Turuna just gave a bleak smile to him, turned, and dipped the ore into the water. She began to row the boat to the other side of the river. It did not take her long to get them over there. They jumped out of the boat, and hide it in a group of trees near the shore.
She turned, and began to lead the way away from the river, and up onto the hill in which they now had to climb. At the top of the hill they had a good view of the surrounding area. Turuna turned back to the river and saw, on the other side, Aragorn Gimli and Legolas. They looked grim, and there was no sight of Boromir. “May the Valar protect you.” She said.
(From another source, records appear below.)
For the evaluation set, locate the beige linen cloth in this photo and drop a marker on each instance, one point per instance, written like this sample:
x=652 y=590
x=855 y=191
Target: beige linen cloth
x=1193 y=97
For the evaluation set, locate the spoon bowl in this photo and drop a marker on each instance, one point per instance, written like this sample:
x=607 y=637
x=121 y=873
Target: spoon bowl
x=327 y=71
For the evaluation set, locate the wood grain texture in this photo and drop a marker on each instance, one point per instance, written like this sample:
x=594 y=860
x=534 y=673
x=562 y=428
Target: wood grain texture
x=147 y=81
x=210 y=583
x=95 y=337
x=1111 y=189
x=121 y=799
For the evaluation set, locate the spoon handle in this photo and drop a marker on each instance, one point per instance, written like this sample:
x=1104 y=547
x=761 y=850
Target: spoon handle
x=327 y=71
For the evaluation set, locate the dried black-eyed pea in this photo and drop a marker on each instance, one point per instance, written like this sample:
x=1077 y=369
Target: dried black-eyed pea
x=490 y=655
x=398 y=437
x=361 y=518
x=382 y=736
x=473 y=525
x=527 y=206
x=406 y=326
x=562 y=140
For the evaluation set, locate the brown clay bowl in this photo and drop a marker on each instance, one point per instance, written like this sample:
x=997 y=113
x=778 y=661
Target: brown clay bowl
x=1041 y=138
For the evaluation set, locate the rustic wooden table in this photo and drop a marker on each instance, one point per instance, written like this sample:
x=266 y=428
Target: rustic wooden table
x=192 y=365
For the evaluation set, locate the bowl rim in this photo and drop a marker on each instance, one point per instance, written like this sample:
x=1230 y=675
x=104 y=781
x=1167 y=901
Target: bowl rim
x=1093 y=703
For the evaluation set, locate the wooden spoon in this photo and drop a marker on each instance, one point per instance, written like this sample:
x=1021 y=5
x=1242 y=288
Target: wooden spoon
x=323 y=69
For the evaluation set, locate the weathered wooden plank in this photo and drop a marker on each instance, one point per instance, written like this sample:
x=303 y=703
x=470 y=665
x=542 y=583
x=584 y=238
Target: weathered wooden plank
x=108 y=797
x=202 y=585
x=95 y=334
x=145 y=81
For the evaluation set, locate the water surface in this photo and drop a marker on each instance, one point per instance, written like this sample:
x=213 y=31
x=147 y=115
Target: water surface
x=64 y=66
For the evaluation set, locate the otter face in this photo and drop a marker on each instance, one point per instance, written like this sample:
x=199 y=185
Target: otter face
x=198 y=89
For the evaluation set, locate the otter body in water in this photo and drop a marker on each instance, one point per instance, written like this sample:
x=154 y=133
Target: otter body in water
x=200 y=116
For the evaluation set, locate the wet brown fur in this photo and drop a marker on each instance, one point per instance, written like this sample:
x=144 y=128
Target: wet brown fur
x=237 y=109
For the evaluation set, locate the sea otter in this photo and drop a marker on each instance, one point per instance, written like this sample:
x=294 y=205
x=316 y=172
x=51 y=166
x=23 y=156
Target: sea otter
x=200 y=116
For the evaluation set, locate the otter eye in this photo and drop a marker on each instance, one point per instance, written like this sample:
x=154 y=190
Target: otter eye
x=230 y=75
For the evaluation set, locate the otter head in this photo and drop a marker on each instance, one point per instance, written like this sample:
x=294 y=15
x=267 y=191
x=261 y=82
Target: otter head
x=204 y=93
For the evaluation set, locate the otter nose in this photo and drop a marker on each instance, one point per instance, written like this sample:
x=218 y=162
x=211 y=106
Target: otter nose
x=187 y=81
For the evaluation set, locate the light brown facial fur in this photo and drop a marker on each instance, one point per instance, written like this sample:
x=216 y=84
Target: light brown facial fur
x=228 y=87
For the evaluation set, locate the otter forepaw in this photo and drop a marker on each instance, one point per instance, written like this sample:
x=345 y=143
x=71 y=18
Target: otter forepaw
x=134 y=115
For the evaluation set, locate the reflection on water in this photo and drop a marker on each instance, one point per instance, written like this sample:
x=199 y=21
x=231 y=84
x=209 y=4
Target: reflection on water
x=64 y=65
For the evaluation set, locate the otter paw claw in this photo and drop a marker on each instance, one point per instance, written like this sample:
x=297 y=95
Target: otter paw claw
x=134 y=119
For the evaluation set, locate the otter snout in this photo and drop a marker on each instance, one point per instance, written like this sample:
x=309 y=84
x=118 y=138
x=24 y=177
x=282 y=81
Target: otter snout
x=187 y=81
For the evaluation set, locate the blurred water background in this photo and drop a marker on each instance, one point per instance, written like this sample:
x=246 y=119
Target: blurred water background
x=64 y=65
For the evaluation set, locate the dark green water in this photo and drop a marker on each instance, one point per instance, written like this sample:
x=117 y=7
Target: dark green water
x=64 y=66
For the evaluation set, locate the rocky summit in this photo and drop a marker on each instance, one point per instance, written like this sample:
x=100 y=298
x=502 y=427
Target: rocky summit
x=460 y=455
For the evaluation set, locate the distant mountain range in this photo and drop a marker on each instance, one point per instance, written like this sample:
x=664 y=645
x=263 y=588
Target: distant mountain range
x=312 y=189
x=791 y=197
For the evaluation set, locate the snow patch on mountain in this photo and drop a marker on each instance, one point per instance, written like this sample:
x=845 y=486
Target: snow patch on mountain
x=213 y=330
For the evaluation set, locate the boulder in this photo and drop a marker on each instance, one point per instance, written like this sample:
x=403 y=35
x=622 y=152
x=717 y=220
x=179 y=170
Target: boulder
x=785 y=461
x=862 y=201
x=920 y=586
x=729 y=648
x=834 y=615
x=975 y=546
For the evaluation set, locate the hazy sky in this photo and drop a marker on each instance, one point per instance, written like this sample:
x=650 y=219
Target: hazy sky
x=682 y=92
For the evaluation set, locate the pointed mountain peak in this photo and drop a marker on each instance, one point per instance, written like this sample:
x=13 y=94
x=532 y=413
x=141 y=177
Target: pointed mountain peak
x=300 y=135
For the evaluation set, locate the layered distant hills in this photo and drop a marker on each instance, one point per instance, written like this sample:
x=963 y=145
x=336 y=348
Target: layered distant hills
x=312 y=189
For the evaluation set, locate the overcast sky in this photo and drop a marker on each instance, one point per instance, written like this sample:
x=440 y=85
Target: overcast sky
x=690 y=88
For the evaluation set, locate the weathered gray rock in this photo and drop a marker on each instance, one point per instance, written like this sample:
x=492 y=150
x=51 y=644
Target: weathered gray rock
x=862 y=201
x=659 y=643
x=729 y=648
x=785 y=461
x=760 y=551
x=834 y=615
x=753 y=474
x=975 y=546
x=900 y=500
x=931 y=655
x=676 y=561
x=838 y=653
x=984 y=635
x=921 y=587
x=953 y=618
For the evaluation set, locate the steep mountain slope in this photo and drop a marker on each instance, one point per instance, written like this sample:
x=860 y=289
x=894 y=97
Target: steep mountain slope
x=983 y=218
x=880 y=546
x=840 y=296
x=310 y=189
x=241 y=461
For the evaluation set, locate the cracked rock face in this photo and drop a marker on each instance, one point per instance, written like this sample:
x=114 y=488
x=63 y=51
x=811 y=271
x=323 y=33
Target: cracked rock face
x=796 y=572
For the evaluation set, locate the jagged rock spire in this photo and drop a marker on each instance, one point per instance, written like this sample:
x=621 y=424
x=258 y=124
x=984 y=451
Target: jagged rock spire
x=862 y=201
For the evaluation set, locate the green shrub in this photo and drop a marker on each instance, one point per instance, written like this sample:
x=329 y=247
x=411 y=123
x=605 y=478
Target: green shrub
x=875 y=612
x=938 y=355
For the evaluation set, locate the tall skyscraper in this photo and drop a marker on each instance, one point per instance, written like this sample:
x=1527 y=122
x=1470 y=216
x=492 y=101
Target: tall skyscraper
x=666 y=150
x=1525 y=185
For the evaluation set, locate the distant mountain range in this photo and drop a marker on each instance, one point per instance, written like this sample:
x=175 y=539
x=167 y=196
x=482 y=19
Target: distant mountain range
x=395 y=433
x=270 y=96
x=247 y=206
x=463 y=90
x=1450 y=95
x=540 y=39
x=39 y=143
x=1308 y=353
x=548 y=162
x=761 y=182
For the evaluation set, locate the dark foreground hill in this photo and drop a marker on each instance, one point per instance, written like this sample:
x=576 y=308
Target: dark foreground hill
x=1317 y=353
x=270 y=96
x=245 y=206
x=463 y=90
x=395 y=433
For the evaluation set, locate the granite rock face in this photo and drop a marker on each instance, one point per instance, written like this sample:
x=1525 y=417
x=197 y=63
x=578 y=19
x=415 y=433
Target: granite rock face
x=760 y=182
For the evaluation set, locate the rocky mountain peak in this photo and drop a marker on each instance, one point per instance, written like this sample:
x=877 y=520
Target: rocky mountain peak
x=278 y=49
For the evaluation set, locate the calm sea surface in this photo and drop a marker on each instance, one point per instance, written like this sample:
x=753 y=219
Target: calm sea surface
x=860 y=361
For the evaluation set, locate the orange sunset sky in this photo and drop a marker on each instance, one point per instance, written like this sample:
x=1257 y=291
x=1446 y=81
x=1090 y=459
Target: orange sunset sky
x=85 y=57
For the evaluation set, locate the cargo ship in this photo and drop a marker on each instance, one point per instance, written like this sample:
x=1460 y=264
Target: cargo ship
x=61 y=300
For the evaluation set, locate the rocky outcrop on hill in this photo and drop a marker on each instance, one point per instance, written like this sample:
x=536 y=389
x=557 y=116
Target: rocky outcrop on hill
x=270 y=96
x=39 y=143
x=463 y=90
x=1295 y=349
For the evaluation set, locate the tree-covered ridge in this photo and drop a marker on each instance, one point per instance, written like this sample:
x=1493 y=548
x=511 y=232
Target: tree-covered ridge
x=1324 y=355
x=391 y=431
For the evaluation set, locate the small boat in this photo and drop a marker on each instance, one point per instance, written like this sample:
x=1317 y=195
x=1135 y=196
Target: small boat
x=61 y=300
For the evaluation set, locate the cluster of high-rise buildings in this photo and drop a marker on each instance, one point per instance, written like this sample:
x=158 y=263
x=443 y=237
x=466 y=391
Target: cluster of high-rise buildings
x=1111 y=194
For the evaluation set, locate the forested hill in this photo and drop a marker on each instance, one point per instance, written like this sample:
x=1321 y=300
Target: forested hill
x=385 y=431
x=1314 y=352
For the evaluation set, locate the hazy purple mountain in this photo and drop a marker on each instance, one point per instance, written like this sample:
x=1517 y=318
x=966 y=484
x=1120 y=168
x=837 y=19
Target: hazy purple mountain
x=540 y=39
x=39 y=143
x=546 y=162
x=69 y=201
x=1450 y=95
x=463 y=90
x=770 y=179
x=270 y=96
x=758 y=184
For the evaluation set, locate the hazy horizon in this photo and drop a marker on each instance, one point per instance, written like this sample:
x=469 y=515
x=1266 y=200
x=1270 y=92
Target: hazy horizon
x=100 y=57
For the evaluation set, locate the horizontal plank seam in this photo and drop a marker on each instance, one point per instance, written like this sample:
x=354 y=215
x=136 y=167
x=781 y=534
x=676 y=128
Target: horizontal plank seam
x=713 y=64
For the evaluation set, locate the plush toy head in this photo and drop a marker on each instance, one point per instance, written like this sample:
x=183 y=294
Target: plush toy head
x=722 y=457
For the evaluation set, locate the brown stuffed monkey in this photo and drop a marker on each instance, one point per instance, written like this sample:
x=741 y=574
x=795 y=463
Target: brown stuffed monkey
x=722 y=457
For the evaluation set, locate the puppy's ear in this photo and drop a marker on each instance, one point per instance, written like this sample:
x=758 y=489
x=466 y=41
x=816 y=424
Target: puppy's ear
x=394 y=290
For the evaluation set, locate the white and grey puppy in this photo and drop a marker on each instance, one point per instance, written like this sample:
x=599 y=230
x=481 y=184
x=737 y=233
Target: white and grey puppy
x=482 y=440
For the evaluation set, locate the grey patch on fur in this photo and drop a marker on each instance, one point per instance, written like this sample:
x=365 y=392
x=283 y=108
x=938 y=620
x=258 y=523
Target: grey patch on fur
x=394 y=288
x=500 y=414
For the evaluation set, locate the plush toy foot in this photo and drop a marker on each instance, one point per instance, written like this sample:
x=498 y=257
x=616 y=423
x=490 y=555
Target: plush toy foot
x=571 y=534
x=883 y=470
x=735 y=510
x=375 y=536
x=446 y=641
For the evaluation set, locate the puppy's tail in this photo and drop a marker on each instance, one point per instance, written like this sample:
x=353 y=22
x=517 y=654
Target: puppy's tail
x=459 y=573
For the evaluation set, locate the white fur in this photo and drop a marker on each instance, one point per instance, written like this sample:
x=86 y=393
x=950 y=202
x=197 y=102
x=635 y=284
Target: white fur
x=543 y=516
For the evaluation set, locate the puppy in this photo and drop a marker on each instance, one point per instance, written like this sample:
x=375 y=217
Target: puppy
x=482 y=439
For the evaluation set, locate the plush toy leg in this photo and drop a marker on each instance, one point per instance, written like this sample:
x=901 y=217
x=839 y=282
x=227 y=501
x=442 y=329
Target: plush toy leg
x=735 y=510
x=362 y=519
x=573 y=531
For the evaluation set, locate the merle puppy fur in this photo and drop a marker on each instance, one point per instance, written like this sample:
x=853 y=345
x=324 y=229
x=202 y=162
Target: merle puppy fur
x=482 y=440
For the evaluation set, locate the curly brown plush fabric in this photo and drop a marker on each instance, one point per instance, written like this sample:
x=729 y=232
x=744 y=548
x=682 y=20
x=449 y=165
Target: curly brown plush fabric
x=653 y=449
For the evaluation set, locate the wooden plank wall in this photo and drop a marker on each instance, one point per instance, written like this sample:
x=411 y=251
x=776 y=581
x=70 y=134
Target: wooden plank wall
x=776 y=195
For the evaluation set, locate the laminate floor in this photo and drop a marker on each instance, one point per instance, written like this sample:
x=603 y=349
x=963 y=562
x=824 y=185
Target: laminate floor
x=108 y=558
She then turned, and began to walk away, Frodo and Sam on her heels.
Mica sat in one of the Gradens in Lothlorien starring at the ring Turuna had given her. Faire’s red gem gleamed brightly in the light. She sighed, and slipped it back onto her finger. It was indeed, as Turuna had said it would be, a hard burden to bear.
She slowly began to walk around, and soon ran into Galadriel. Galadriel gave her a soft smile. “[Mae Govennan, Mica. It is time.]”
Mica gave her a weird look. “[Time for what?]”
“[You must ride to Rohan, and protect Edoras. Come, we need to prepare you.]”
Mica followed Galadriel into one of Galadriels many rooms.
A few hours later, Galadriel walked out, and with her walked a young Elven warrior. His blode hair was shoulder length, and was put up in the style of that of the Lothlorien’s warriors. His armour fit him well, and two rings, on a thin golden chain, were about his neck. The sword at his side gleamed brightly, and the lothlorien bow strapped to his back was strongly made, and the string was woven from his hair.
But, though he looked to be male, it was actually Mica, disguised cleverly like an Elven Warrior. Slowly, Gladriel lead her down to the stables in which they had kept Turuna’s horse, Earelen, in.
Mica climbed onto her, and turned to Galadriel. “Thank you Milady.”
Galadriel nodded. “Just remember, from now on your name is Lome, and you have to use a gruffer voice when you’re speaking. Your soft voice will give you away too easily. Now, I have drilled you well on the stories that you should tell if you are asked them. If someone asks something we did not go over, answer it as best you can. And Earelen will be referred to as Qualme. Now, ride to Rohan, and do not look back.”
Mica nodded, and pulled an Elven Helm onto her head. She then whispered a few words to Earelen, and they were off.